1. 6

  2. 2

    I noticed that your round function rounds away from zero, just like C and Posix. This jumped out at me because the languages I’ve been using recently, which care about numerics, use round-to-even semantics instead for their round function. In fact, the IEEE float standard defaults to round-to-even for rounding arithmetic results, and doesn’t have a round-away-from-zero rounding mode. This is because round-to-even reduces bias.

    So I went down a rabbit hole. Why does C round use round-away-from-zero? My first guess is that it’s because that’s how the PDP-11 works, and C was originally designed as a thin layer of abstraction over PDP-11 assembly language. I checked, and indeed, the PDP-11 floating point unit had pre-IEEE float semantics, and defaulted to rounding away from zero. So that’s probably it.

    It’s weird that we are still building software that prioritizes PDP-11 floating point semantics over IEEE float semantics and modern best practice for floating point computation. It’s because of C – the way C works is often more important than those other considerations.

    1. 1

      Yup that’s explained in the article, notably when I’m mentioning the Python rounding. Rounding to even needs a different method which I didn’t investigate yet. Do you have a proposition for that? With a proof? I’m curious if it’s going to be simpler or not

      1. 1

        Edited the post to add a version for the round to even choice.

    2. 1

      Does C99 guarantee that the sign of the result of xoring two integers is the xor of their signs? As far as I can tell the ^ operator just operates on the binary representations of the integral values, making it implementation defined. If you wanted to have it be defined, I think upcoming C23 requires two’s complement representation for integers, making it trivially defined.
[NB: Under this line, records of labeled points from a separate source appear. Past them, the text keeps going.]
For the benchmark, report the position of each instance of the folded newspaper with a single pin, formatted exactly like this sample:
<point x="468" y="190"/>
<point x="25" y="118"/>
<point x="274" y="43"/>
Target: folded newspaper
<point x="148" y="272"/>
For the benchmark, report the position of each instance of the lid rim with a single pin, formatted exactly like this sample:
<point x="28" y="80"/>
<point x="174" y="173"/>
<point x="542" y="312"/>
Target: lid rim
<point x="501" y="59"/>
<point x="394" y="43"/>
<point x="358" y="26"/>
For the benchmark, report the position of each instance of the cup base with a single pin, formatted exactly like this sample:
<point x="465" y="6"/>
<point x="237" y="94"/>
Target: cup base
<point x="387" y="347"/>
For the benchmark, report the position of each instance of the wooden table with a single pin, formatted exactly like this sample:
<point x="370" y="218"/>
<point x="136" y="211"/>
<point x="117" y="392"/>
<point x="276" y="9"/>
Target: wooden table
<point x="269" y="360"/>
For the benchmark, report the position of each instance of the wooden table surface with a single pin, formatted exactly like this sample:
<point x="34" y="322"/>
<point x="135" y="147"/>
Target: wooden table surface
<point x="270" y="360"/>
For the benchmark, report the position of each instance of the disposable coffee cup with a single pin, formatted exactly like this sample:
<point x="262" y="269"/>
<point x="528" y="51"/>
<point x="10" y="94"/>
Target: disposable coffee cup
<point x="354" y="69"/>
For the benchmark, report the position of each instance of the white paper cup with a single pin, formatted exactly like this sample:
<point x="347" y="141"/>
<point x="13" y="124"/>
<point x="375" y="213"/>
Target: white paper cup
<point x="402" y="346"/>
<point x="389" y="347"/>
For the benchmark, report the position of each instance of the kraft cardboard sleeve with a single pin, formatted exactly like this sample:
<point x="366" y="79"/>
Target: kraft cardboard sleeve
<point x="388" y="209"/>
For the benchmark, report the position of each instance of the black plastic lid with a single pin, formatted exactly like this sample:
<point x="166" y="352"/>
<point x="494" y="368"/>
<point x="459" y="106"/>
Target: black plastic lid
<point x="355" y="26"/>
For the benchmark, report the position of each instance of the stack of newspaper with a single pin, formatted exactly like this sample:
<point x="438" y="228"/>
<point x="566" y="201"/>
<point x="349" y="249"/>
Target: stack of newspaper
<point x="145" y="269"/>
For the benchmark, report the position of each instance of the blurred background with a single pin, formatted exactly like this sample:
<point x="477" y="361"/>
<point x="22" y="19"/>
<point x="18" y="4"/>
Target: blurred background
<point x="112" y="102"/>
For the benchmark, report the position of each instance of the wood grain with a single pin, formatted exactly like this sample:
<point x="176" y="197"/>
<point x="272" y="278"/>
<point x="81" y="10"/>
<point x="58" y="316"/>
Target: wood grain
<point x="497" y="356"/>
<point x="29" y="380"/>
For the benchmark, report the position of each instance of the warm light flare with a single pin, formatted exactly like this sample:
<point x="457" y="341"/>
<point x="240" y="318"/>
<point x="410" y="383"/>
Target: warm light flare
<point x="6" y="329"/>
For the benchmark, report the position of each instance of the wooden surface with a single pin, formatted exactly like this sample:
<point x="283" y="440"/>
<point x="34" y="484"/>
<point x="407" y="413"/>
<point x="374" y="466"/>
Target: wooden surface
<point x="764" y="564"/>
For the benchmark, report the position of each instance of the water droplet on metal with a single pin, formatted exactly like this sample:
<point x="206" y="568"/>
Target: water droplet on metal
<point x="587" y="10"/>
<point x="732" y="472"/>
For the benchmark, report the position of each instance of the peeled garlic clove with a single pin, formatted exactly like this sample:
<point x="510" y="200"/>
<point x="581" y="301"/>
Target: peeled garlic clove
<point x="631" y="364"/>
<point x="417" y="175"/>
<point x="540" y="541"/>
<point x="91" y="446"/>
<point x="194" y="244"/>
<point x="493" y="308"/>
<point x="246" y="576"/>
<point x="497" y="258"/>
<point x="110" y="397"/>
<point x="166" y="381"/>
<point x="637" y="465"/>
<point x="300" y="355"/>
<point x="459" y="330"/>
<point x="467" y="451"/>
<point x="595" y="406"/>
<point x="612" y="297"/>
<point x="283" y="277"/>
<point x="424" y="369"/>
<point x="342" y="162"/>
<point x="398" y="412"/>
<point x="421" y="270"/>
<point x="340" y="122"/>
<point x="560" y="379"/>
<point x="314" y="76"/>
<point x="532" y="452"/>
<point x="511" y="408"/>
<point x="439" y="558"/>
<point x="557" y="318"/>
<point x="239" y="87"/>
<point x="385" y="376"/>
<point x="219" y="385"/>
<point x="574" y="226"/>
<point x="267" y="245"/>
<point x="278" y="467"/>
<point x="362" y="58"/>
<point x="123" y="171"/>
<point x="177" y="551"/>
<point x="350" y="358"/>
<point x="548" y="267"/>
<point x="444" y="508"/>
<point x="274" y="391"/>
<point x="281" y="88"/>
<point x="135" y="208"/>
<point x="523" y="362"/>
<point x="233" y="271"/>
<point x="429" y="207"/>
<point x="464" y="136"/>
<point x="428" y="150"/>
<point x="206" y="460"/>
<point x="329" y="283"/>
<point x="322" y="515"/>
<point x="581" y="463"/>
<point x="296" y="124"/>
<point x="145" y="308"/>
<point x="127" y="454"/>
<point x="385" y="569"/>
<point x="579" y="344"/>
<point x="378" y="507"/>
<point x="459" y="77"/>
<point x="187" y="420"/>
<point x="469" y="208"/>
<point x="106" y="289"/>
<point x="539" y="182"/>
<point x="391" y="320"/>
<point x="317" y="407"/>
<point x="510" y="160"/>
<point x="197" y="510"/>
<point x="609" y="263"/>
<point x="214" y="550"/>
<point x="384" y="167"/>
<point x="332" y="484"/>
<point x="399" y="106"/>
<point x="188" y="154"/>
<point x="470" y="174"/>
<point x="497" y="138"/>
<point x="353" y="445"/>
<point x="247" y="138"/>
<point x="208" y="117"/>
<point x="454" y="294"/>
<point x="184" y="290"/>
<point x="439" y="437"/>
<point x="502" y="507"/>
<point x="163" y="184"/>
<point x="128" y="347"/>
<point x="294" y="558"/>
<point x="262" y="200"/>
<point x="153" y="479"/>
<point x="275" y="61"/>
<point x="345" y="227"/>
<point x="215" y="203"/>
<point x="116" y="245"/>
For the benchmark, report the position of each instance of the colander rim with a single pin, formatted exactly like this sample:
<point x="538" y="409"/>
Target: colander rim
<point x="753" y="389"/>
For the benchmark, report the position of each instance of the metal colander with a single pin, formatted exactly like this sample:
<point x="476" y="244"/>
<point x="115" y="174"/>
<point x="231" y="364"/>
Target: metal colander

      One place where this could cause issues is on a machine with one’s complement representation, such as the 2015 UNISYS ClearPath Dorado 8300. If you xor a number with its negation, e.g. 1 with -1, you will end up with an all-bits-set result, corresponding to a negative zero. Since -0 = 0, (a^b) < 0 would return false even though the division would produce a negative result.

      Also, you should probably note that abs(INT_MIN) is undefined alongside the alternative div_ceil() and div_floor() implementations making use of it.

      1. 1

        I added a note about the xor thing, and actually realized a mistake with a^b. I also added a note about abs(INT_MIN).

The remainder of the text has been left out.